Preseason Matchup Analysis

By Doug Orth | 8/3/21 |


Being able to predict opportunity - perhaps the most important variable in fantasy football - is more than half of the battle when it comes to being able to construct accurate rankings. Thus, the goal over the next two weeks is to provide thoughts and analysis on some of the issues that played a factor in the way I distributed the workload for each team.

Notes: These are 16-game workload projections. Although the industry judges players and fantasy projections on year-end totals, the fantasy season will end for the overwhelming majority of owners after Week 17 - and not Week 18 - as we enter a brave new world of a 17-game schedule.
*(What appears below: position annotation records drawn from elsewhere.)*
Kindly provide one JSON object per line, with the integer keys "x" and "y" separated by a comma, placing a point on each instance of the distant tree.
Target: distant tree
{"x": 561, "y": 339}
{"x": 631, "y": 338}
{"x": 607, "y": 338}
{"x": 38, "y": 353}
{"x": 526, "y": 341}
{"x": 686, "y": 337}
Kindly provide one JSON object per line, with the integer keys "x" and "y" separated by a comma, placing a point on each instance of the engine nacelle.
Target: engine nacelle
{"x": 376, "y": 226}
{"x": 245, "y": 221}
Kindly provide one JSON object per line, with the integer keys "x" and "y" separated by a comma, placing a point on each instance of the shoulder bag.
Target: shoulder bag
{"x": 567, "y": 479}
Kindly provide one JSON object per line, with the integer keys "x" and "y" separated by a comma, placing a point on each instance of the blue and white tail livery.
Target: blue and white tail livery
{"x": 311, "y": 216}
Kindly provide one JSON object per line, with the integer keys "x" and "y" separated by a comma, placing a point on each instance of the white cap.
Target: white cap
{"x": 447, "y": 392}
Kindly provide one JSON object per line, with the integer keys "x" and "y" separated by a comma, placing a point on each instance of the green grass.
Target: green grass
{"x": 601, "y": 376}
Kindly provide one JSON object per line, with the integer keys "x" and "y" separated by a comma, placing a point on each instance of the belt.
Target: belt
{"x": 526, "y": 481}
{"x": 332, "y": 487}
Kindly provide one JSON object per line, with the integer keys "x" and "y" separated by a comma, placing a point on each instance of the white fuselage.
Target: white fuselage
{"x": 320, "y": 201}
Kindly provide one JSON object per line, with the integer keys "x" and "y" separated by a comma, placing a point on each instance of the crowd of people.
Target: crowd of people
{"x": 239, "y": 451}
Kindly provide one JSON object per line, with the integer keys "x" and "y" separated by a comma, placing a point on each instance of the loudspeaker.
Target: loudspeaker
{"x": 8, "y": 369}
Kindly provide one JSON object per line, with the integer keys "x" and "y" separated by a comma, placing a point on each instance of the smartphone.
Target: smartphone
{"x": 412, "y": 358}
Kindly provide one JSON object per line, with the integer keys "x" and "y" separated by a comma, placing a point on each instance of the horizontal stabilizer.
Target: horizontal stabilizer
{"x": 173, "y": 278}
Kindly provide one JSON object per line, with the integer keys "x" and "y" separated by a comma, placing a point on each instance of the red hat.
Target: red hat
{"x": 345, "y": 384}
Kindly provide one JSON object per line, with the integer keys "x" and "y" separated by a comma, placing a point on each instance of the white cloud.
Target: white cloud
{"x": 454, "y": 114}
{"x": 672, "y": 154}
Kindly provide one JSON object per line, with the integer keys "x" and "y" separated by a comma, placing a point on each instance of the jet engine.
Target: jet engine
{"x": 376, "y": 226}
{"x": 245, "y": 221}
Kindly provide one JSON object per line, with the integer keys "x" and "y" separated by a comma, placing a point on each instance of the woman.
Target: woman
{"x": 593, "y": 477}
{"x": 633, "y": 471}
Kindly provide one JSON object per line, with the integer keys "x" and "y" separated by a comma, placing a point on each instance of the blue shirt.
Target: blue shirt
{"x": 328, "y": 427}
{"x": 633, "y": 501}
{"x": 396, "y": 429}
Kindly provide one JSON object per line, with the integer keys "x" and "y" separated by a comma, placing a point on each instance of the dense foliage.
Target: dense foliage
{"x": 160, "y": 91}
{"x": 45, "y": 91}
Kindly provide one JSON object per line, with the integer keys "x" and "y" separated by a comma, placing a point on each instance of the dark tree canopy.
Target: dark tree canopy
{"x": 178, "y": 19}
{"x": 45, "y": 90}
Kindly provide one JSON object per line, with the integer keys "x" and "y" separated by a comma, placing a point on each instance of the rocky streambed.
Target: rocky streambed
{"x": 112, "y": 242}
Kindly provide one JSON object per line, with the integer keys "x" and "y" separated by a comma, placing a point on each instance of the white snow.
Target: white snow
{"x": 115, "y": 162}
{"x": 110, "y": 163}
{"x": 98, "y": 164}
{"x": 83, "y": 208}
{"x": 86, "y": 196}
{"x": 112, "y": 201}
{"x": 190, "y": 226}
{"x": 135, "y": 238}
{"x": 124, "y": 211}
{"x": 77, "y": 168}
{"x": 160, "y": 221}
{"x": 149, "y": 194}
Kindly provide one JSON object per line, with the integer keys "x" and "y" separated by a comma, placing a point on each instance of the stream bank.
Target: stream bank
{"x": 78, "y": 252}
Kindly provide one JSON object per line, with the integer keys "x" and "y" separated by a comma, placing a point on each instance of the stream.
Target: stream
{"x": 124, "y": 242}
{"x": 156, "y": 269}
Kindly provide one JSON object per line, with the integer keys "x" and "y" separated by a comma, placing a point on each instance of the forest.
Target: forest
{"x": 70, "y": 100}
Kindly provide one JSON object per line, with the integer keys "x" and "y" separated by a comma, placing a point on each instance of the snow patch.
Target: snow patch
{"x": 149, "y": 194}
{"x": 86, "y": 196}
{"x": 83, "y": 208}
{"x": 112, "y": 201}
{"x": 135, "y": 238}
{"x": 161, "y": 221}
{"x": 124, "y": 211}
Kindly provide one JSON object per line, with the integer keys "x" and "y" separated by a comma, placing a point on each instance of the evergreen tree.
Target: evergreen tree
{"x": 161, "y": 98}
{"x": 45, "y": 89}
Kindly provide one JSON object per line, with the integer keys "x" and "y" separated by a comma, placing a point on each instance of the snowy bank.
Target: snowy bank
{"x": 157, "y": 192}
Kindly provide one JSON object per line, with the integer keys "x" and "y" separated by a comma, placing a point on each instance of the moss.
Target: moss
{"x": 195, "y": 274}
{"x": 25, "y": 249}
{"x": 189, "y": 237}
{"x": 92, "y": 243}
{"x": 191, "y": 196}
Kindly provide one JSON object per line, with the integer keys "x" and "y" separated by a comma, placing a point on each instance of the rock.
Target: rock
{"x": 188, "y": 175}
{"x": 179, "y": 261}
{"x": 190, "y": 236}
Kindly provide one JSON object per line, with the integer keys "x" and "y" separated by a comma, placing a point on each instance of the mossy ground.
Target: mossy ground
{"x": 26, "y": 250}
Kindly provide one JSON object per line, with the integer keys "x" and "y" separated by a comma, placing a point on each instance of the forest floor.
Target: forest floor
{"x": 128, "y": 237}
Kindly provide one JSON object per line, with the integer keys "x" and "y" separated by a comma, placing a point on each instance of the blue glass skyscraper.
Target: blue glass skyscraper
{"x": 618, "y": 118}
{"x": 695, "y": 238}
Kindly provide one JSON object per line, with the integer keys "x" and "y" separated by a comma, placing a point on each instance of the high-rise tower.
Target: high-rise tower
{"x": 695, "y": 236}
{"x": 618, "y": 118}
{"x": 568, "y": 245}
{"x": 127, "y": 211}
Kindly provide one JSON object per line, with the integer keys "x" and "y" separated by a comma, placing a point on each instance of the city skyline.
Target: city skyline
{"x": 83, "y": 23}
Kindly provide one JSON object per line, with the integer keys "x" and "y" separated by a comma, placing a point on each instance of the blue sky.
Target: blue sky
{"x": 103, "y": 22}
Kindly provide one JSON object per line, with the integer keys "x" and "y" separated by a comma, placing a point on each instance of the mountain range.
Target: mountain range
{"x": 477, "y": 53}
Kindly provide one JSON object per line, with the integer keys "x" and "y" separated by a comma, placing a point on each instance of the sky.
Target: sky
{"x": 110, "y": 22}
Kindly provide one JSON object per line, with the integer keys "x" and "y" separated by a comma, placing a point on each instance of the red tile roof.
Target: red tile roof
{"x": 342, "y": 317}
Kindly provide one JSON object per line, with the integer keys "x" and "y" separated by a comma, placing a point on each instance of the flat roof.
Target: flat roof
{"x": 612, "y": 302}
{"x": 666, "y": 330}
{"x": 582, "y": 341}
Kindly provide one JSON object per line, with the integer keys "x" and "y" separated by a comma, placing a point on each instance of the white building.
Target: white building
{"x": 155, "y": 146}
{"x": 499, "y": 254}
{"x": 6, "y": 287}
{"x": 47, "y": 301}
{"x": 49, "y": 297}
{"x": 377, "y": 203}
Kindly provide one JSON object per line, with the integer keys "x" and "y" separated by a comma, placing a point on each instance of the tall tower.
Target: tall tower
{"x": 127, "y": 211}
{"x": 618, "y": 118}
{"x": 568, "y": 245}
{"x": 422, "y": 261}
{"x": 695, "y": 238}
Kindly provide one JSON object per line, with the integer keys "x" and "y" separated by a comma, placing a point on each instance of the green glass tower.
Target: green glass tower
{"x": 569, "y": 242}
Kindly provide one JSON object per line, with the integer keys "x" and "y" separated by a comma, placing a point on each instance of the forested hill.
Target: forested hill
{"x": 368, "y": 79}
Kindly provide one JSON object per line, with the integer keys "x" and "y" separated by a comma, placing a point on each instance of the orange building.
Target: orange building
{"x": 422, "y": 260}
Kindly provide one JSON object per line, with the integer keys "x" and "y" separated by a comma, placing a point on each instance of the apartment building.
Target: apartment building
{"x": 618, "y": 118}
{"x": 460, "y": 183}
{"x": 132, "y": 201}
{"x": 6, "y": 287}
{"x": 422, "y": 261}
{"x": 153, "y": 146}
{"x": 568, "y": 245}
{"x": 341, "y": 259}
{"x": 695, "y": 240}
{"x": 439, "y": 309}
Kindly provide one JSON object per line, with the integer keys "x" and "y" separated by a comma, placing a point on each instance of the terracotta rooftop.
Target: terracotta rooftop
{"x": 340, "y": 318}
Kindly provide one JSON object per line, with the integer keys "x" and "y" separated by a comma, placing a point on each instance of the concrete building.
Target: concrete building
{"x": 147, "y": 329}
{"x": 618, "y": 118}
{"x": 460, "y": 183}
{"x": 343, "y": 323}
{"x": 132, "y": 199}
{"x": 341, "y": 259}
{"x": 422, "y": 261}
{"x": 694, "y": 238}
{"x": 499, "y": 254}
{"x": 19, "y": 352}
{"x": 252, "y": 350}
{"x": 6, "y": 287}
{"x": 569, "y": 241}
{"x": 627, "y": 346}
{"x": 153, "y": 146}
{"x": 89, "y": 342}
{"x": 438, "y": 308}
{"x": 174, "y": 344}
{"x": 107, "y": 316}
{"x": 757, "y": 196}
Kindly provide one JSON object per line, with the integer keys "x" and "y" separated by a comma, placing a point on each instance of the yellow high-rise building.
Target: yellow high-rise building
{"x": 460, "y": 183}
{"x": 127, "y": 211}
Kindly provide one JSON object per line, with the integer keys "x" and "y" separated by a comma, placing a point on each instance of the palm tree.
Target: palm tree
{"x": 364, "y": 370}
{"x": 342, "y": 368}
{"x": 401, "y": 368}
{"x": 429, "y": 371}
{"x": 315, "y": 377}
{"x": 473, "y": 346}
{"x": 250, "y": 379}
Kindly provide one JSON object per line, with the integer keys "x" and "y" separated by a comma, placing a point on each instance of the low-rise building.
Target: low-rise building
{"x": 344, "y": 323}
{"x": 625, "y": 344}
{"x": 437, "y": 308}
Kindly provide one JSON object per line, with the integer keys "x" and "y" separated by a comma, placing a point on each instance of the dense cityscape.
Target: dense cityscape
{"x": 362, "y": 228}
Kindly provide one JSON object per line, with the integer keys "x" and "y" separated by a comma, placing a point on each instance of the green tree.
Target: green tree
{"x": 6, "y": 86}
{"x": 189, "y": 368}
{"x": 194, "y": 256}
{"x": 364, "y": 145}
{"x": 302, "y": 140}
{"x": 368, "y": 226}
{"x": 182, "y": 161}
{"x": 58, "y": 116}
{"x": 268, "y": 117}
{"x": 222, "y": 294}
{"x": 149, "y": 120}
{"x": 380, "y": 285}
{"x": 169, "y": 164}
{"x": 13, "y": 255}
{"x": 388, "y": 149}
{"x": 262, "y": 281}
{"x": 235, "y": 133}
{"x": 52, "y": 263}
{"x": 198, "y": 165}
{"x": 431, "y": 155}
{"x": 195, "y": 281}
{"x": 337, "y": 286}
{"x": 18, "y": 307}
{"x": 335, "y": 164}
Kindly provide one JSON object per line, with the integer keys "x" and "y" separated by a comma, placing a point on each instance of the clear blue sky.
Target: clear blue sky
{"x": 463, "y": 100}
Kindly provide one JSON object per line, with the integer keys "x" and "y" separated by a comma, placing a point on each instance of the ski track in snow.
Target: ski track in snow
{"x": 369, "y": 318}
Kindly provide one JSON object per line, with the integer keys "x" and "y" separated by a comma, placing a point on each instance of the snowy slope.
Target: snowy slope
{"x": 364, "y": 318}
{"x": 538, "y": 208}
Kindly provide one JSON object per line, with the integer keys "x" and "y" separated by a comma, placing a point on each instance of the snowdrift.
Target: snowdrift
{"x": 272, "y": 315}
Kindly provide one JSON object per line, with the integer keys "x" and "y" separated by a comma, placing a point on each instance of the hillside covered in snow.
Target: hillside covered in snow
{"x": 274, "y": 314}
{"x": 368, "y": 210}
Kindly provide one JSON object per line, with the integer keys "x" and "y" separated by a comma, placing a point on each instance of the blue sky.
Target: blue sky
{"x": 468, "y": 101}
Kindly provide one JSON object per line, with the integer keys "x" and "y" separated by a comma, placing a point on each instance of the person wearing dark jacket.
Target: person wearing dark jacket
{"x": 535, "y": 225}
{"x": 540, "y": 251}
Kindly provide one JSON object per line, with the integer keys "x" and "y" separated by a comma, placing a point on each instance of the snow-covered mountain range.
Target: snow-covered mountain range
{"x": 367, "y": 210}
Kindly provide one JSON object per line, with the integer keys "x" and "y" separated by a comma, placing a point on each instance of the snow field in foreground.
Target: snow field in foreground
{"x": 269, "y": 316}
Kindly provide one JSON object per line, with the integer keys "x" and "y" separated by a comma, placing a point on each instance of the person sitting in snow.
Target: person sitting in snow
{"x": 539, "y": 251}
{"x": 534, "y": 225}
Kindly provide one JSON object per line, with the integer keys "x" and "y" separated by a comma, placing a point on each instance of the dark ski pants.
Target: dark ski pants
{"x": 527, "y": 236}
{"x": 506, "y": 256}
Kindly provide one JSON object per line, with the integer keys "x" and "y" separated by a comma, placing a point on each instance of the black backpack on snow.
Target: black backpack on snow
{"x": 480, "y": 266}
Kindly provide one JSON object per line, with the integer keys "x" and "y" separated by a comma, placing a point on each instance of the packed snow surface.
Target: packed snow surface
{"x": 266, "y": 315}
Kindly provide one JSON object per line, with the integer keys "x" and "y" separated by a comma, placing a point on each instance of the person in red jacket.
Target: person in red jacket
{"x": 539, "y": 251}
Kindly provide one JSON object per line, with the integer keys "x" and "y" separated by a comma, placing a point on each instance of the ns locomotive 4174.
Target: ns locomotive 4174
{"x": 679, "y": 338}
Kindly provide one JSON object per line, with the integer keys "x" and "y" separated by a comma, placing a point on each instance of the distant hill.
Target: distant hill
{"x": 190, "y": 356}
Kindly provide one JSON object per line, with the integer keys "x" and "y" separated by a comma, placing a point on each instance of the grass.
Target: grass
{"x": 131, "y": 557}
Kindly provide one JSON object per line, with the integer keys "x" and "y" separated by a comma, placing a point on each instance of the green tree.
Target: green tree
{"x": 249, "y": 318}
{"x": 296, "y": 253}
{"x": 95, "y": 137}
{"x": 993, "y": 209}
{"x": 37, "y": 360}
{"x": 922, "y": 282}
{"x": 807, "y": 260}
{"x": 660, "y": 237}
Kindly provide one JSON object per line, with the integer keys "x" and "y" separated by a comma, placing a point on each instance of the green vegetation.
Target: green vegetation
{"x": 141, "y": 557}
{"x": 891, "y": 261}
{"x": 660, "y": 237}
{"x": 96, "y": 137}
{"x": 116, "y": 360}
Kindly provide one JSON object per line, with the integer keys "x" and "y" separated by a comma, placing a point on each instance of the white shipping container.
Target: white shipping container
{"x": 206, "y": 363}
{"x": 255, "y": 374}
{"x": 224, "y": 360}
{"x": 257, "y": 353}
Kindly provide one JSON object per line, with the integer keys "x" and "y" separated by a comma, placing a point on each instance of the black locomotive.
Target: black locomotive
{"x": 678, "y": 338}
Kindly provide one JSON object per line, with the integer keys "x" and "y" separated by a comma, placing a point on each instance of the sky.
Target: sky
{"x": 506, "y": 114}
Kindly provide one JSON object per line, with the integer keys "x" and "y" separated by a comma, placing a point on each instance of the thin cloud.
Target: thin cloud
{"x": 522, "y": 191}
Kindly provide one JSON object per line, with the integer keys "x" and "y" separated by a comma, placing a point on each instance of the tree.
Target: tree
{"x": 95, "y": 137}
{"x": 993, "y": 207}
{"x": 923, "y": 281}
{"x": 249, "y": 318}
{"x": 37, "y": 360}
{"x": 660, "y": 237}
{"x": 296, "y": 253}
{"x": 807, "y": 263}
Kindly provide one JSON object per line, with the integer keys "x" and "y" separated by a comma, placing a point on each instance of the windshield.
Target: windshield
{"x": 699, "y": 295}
Furthermore, it is nearly impossible to project what teams will do (or if they even need to have certain players suit up) in the final week of any season.

The bolded numbers near the top of the middle three columns are the 16-game totals for each team. Players who factored into the overall pass attempt-carries-targets breakdown but are not expected to receive a meaningful workload for fantasy purposes have been excluded in the interest of brevity. The bolded numbers in the last two columns reflect each team's projected run-pass ratio. Last year's average plays per game do not include sacks - my projections also will not - so last year's plays per game will be slightly lower than what you might find on others sites.

Players with a next to their name have some degree of injury concern.


 Houston Texans Workload Projections
Pos Player Pa Att Carries Targets Carry Share Target Share
511 410 511 44.5% 55.5%
QB Tyrod Taylor 219 54 13.2%
QB Davis Mills 292 25 6.1%
RB David Johnson 139 42 33.9% 8.2%
RB Phillip Lindsay 117 17 28.5% 3.3%
RB Mark Ingram 51 10 12.4% 2.0%
WR Brandin Cooks 109 21.3%
WR Keke Coutee 37 7.2%
WR Anthony Miller 74 14.5%
WR Nico Collins 65 12.7%
TE Jordan Akins 44 8.6%
TE Brevin Jordan 62 12.1%

2021 Projected Average Plays per Game: 57.6
2020 Average Plays per Game: 55.6

* Some look at the Texans and see plenty of targets for a team that could very well trail by double figures in every game. Others might see offensive ineptitude on the level of the 2020 Jets and wonder if even garbage time can make any of these players remotely viable for fantasy purposes. For example, Lindsay is a solid complementary back at the very least. The problem is he is an undersized north-south runner coming off a season in which he saw 14 targets in 11 games and now playing in an offense that will probably not afford him the opportunity to pound away at defenses for more than a half. Then there is Taylor, who has played 14 games over the last three seasons combined and whose one start last year against a bad Cincinnati defense resulted in Keenan Allen posting a 4-37-0 line. Given Taylor's inability to raise the level of play of those around him and Mills' inexperience, this offense might struggle to reach 500 pass attempts in 17 games WITH the benefit of garbage time.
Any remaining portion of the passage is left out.